Beberapa menit berlalu, namun bu Dwi tak kunjung datang. Padahal beliau berkata bahwa beliau akan berjalan menuju tempat kami. Dan bu Dwi tidak salah. Beliau telah lama pula menunggu kami di stasiun Asakusa. TEPATNYA DI STASIUN A1. Gubrakkkkkkk. Sebenarnya stasiunnya ada dua jalan keluar, yang A1 sama A2. Nah, kita nunggu di A2, bu Dwi di A1. Ya mana bias ketemuuuuuuuu…

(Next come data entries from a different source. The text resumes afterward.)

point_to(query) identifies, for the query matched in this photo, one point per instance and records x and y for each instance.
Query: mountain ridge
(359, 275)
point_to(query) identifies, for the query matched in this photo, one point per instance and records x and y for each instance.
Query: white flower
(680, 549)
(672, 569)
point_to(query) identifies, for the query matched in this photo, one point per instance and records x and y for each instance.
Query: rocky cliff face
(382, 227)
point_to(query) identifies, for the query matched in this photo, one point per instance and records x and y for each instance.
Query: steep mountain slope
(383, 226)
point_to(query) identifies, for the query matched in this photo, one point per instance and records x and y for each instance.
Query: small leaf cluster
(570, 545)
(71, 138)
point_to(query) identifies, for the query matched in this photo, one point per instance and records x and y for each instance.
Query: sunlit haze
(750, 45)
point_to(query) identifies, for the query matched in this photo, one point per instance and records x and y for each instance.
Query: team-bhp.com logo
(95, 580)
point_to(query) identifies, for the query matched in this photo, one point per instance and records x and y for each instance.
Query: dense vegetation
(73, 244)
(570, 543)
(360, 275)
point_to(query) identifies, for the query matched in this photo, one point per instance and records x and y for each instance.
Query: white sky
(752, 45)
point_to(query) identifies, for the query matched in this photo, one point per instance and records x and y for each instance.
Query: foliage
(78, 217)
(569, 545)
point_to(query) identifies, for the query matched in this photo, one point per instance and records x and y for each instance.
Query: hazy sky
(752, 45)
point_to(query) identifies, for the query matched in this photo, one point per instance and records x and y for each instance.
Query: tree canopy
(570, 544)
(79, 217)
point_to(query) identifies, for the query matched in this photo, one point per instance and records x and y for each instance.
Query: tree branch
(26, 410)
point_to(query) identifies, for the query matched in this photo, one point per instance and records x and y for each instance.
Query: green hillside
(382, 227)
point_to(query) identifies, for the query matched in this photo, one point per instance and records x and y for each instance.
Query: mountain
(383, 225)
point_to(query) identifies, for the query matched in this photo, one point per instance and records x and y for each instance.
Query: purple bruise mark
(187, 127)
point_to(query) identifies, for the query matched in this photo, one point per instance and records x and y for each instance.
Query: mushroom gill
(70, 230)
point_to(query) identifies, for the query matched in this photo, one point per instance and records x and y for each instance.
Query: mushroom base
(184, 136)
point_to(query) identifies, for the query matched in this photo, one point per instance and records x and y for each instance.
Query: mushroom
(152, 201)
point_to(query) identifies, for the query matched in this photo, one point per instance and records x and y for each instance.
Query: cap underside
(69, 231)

Tapi endingnya ketemu sih, hehe. Saya memang sempat berpikir demikian. Oleh sebab itu saya menyiagakan mata untuk melihat kesekeliling. Ternyata, di sebrang jalan sana saya melihat dua sosok wanita berjilbab. Spontan saya memanggil Cindy untuk ikut menyaksikan peristiwa penting ini. Hahah, edisi termehek-mehek nih kayaknya :D

Temu Kangen Dosen Tersayang

Alhamdulillah, akhirnya bertemu bu Dwi juga. Edisi jadi anak hilang berakhir, jreengg jerenngg. Saya pun langsung memeluk beliau. Saking rindunya, hehe. Bu Dwi tengah menempuh S3 di Tokyo, tepatnya di Tokyo University of Agricultre and Technology (TUAT). Ini adalah bulan kedelapan beliau menjadi penduduk Tokyo. Beliau mengajak temannya yang bernama Mba Atik, yang bisa dibilang guide terbaik beliau. Mba Atik lah yang memandu kami untuk berjalan-jalan sambil cuci mata. Hehe. Wah, kawasan ini sangat padat oleh pengunjung. Jauh sekali dengan Tsukuba yang hening dan sepi. Saat hari libur memang tempat ini menjadi salah satu tempat favorit warga Jepang dari berbagai daerah. Tetapi banyak bula turis-turis dari belahan dunia lainnya yang melancong kesini. Dari Malaysia, Korea, India, China, Amerika dan Eropa, lengkap disini. Wah wah, kerennnnn. Readers, kapan kesini? :D

Wisata Kuliner + Cuci Mata

sebut saja "Becak Raksasa"
Kami mulai memasuki gang-gang yang di kiri dan kanannya penuh dengan kedai makanan maupun toko-toko kecil yang menjual beraneka ragam barang. Adapula semacam kereta yang berlalu-lalang. Kereta ini unik sekali, dan mungkin juga bukan kereta, hehe. Bingung mau sebut apa :D. “Alat transportasi” ini seperti becak, dengan dua roda yang sangat besar di kiri-dan kanannya. Tapi tidak digerakkan dengan sepeda, melainkan ada seorang yang menariknya. Wahhhhh, sugoiiii. Kami juga ingin mencoba menaiki kendaraan tersebut. Tapi niat kami urungkan kembali mengingat hal itu tidak gratis. Hahaha, maklum anak perantauan, jadi harus hemat :D

Keramaian pengunjung di Kuil/Candi
Mulailah kami memasuki area percandian, dimana banyak warga Jepang datang untuk berdoa. Langkah kami terhenti saat bu Dwi memberitahu kami bahwa aka nada beberapa orang lagi yang akan berkeliling bersama kami. Sembari menunggu, kami pun membeli roti seharga ¥200. Eh ada diskon, beli 3 dapatnya ¥500. Haha. Wah ramai juga penggemar roti ini. Rotinya seperti Roti Boy, tapi besarnya setara dengan dua telapak tangan saya. Kami harus mengantri untuk membelinya. Dan ternyata enakkkk… krenyes-krenyes gimanaaa gitu. Wkwkwk.

Rotinya enak bangettt
Salah satu yang paling saya sukai dari Jepang, selain kotanya yang indah, adalah makanannya. Eits, bukan untuk dimakan, tapi untuk dilihat, hehe. Mereka menggoda pelanggan dengan menata makanan yang mereka buat secantik mungkin. Dengan tatanan yang cantik dan warna yang menarik, tentulah memberikan nilai tambah tersendiri. Dan saya sangat suka bagaimana mereka menyajikannya. Meskipun bahan dan rasanya, ah you know what I mean lah!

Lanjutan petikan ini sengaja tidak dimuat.